Do Boys Get Scoliosis? Signs, Statistics, and Risks

Scoliosis is defined as an abnormal side-to-side curvature of the spine, usually presenting as an S- or C-shape in the coronal plane. This deformity involves a lateral curve coupled with a twisting or rotation of the vertebrae. The condition is most frequently diagnosed during the rapid growth period of adolescence, known as the adolescent growth spurt. A diagnosis of scoliosis is confirmed when the spinal deviation, measured on an X-ray, reaches a Cobb angle of 10 degrees or more.

Scoliosis in Male Patients

Boys are susceptible to the same forms of scoliosis as girls. The most common type is Adolescent Idiopathic Scoliosis (AIS), which affects children between the ages of 10 and 18, and its cause is unknown. Boys can also develop congenital scoliosis, which results from malformed vertebrae present at birth, or neuromuscular scoliosis, which is secondary to conditions like cerebral palsy or muscular dystrophy. Boys with AIS typically experience the progression of their curve during their peak growth velocity, which often occurs between the ages of 13 and 15 years.

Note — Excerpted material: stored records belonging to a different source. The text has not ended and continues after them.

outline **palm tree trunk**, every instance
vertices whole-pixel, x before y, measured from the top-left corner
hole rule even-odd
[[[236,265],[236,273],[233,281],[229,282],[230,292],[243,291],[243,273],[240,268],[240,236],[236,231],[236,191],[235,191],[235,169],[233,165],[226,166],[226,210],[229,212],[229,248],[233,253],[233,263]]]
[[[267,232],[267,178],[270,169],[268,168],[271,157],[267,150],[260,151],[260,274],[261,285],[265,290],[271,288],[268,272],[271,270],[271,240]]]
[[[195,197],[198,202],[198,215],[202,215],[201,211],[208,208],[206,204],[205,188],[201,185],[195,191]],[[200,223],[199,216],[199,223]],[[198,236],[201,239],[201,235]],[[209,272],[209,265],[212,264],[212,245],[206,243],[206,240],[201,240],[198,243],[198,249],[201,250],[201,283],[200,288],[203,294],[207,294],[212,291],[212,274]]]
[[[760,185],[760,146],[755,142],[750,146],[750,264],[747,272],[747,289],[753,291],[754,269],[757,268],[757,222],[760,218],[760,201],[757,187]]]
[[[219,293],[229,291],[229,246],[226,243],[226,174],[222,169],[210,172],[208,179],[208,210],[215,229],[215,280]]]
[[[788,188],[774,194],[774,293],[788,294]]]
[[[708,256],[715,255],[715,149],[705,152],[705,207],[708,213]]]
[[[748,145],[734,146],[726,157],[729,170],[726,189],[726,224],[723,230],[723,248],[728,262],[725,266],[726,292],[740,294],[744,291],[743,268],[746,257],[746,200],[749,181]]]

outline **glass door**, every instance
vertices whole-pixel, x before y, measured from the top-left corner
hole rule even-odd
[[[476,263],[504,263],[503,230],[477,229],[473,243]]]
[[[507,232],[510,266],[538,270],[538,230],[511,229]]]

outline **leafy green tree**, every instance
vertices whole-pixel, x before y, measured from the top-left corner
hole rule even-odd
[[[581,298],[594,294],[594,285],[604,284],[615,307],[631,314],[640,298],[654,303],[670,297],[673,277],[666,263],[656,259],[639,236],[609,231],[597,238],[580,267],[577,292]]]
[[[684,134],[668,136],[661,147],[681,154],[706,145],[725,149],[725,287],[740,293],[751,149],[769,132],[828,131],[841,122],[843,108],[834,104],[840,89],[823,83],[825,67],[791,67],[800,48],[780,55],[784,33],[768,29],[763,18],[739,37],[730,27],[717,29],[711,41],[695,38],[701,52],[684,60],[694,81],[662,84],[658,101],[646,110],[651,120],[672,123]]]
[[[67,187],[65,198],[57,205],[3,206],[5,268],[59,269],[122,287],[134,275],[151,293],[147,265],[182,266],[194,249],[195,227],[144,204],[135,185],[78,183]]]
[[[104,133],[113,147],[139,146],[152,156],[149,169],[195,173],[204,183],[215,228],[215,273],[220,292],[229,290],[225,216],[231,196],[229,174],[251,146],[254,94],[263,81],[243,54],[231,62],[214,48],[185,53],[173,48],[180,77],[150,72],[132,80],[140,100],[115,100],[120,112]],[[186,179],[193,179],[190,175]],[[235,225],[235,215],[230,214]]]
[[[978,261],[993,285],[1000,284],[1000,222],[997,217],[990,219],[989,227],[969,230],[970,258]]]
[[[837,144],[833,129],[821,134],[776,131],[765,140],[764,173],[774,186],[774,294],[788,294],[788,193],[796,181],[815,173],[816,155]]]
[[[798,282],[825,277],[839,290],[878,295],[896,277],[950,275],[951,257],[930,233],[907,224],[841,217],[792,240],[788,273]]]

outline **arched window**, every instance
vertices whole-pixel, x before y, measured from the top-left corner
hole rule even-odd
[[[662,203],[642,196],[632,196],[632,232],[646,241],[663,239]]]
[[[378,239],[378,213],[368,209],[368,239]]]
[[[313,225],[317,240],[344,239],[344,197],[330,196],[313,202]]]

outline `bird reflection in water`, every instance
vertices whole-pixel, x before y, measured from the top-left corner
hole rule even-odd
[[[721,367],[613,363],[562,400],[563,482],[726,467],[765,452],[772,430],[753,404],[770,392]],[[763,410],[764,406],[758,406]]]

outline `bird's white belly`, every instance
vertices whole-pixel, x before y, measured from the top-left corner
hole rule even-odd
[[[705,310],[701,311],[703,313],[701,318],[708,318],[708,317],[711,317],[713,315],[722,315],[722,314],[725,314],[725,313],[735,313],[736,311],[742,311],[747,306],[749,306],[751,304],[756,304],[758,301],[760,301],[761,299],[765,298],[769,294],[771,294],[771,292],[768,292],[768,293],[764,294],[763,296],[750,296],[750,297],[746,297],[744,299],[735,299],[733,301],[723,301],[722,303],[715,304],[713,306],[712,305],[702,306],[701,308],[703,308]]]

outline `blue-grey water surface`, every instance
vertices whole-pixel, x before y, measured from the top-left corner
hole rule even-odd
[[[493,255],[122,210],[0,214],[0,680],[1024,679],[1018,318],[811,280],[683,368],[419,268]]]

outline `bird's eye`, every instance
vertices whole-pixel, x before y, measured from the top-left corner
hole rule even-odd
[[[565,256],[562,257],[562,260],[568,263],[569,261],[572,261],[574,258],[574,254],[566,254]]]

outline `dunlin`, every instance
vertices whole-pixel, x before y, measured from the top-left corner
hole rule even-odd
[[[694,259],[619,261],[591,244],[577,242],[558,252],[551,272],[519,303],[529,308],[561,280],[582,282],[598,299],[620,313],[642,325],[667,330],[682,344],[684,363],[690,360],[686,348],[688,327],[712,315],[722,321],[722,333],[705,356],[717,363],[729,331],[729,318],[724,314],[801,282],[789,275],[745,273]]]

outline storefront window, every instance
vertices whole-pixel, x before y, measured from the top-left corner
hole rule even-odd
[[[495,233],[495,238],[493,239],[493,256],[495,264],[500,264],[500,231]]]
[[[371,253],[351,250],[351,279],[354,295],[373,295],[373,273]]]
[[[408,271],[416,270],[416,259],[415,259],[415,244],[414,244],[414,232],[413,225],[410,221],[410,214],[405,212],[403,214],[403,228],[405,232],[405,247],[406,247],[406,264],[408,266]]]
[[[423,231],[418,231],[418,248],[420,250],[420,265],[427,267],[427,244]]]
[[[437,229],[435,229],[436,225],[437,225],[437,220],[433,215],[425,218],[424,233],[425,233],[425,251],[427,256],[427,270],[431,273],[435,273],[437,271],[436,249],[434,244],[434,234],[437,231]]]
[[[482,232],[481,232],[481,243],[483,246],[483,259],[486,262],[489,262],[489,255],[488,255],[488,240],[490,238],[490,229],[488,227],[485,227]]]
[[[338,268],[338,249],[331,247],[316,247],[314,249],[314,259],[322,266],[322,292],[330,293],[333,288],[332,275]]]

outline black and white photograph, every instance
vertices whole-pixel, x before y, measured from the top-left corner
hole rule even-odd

Statistical Differences and Progression Risk

While boys do get scoliosis, the condition is far more commonly associated with girls due to distinct statistical differences in severity and progression. The overall incidence of mild spinal curves, those measuring less than 10 degrees, is considered similar between male and female adolescents. However, the prevalence of curves that reach a clinically significant degree is markedly higher in females. The most significant disparity is seen in the risk of curve progression that requires active treatment, such as bracing or surgery.

For curves exceeding 30 degrees, the ratio of females to males can be as high as 10:1. This lower progression risk in males is a primary reason why screening efforts often focus heavily on female patients. Studies suggest that while curve progression in females typically stabilizes around Risser 4 skeletal maturity, male curves may continue to show progression until Risser 5. For male patients whose curves are greater than 20 degrees, physicians may recommend continued radiographic monitoring until this later stage of skeletal maturity is reached.

Identifying the Signs in Adolescent Males

Parents and caregivers can look for several common physical signs that may indicate the presence of scoliosis in an adolescent male. The most noticeable indicator is a postural asymmetry, where one side of the body appears different from the other. This often manifests as uneven shoulders, with one shoulder sitting higher than the other. Unevenness in the waistline or hips is another key sign, where the body seems to tilt or lean to one side.

A prominence, sometimes called a rib hump, can become visible when the adolescent bends forward at the waist. This forward bending test, known as the Adam’s forward bend test, is a simple screening method used to make the vertebral rotation more apparent. If these signs are observed, a medical professional will conduct a physical examination and confirm the diagnosis with a standing X-ray. Depending on the angle measurement and the patient’s remaining growth, the curve will be classified as mild (10–30 degrees), moderate (30–45 degrees), or severe (over 45 degrees), which guides the subsequent monitoring or treatment plan.